Por Fernanda Timerman (nutricionista) e Alessandra Peixoto (redatora e estudante de nutrição).

 

Oi, Ana.

Acho que posso te chamar assim, né? Sinto que tenho essa intimidade, depois de tanto tempo de convivência.

Ao longo dos anos, vi você seduzir muita gente. Ultimamente, você parece ter ganhado ainda mais força, se esbaldando na fragilidade de uma sociedade (des)governada pela competição, pelo perfeccionismo e pela valorização da imagem, encontrando frestas de vulnerabilidade em qualquer idade, gênero, etnia, origem ou estilo de vida.

É, você pode ser bastante cativante, tenho que reconhecer. Especialmente para quem está tão inseguro de si e da opinião dos outros que acredita que, para acabar com a angústia, precisa de controle – uma palavrinha de que você gosta muito, eu sei. Assisti muitas colegas de faculdade, amigas e personalidades que eu admirava comprando essa sua ideia, sua promessa de uma vida mais leve, e acabar arrastando um grande peso por aí.

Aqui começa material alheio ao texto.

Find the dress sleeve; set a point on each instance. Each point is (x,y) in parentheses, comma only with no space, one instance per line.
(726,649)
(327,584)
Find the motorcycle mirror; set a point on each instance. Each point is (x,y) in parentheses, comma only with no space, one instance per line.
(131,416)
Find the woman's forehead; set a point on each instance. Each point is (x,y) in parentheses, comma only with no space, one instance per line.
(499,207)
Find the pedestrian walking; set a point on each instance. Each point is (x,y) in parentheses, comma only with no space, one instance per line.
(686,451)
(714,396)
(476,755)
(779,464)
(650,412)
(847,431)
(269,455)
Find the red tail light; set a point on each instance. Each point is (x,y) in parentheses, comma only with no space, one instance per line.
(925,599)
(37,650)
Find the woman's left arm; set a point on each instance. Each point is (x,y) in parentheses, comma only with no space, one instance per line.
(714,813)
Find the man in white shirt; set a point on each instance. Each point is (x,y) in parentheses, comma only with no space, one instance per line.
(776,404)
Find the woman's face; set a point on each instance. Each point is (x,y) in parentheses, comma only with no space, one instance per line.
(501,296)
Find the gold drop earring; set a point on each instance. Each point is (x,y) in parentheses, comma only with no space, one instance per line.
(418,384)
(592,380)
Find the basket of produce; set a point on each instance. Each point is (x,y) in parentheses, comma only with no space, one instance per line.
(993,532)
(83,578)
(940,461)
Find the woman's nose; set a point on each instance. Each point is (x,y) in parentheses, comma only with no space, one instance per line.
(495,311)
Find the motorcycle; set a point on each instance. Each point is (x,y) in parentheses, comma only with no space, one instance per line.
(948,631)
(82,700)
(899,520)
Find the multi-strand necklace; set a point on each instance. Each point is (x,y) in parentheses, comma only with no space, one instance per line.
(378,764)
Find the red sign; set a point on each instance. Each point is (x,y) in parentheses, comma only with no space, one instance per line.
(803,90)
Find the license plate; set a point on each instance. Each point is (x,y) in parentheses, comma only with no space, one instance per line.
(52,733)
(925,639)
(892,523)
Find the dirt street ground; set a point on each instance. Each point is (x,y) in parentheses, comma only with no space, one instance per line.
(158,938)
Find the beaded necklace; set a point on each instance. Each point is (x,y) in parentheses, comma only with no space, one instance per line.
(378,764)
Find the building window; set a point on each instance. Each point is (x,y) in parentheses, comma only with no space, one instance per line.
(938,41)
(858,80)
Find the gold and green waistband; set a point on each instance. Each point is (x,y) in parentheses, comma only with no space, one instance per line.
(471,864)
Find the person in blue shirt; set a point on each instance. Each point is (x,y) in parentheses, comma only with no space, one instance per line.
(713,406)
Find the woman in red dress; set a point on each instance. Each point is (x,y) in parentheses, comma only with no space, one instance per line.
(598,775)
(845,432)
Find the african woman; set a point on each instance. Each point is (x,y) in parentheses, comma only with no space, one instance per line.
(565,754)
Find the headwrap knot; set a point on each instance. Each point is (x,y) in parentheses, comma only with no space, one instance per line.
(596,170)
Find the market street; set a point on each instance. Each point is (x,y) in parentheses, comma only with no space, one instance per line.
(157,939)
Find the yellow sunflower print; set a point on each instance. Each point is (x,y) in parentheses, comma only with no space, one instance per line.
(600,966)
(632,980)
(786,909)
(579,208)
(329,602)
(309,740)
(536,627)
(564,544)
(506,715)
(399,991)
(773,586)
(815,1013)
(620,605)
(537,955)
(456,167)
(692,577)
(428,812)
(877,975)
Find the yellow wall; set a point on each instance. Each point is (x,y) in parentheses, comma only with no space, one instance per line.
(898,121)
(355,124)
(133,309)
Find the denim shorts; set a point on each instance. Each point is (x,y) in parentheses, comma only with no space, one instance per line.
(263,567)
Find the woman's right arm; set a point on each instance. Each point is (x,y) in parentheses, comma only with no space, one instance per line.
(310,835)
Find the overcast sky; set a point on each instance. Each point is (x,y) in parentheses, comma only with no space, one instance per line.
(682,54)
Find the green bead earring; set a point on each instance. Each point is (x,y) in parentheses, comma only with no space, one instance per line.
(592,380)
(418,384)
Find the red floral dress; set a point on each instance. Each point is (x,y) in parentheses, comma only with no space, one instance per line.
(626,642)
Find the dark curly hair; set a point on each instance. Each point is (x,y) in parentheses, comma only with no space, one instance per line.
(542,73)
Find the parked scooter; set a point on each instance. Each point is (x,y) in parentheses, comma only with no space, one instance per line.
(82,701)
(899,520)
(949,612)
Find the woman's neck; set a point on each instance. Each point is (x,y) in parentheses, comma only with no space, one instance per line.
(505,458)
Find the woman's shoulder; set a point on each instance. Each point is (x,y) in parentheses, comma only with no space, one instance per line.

Esse seu jeitinho não muda. Continuo notando nas pessoas que você fascina um esforço extremo para se controlar e, assim, encontrar prazer e realização. Ouço delas (e sei que é você falando) que só serão felizes quando alcançarem o corpo ideal. Mas eu sei que não é possível ser feliz com você.

Então decidi que essa seria minha missão na profissão: tirar sua máscara. Todos os dias eu luto, em consultas, conversas, textos, para revelar sua forma de operar. Para escancarar que suas fórmulas, mandamentos e conselhos são parte de uma grande ilusão. Assumi o papel não de frustrar desejos, mas de promover reflexão e a consciência de que suas batalhas são inglórias e injustas, uma vez que, ao invés de satisfação, as pessoas que você encanta só se deparam com mais sofrimento.

Sei que, por causa da minha participação, você me pinta como um risco, uma ameaça, alguém que só quer acabar com as conquistas de quem controla os quilos, as calorias ou as medidas, como se tudo se resumisse a números. Também já sei quando você entra em cena manipulando os combinados, as metas e as recomendações para não ser “vencida”.

Pois eu venho dizer que estou cansada de assistir às suas exibições. Por isso, vou repetir quantas vezes for necessário, e com todas as letras, que a leveza não está no corpo. Afinal, quem consegue viver de forma leve se está constantemente em conflito consigo mesmo?

Também vou contar pra todo mundo que a fome não é para ser combatida, driblada nem despistada: ela é um sinal de vida, perfeitamente lapidado ao longo de anos e anos de evolução. E que, quando ela é respeitada, você, Ana, tem muito menos espaço para atuar, não é mesmo? O pensamento obsessivo que você instala vai dando lugar para o alívio de perceber que há outras formas de existir – todas muito mais leves, longe de você.

Eu sei que você é resistente, Ana, e que vai insistir em permanecer por aqui. Mas eu, sua grande adversária, também sou. E este é o meu recado: enquanto você persistir, eu não vou desistir.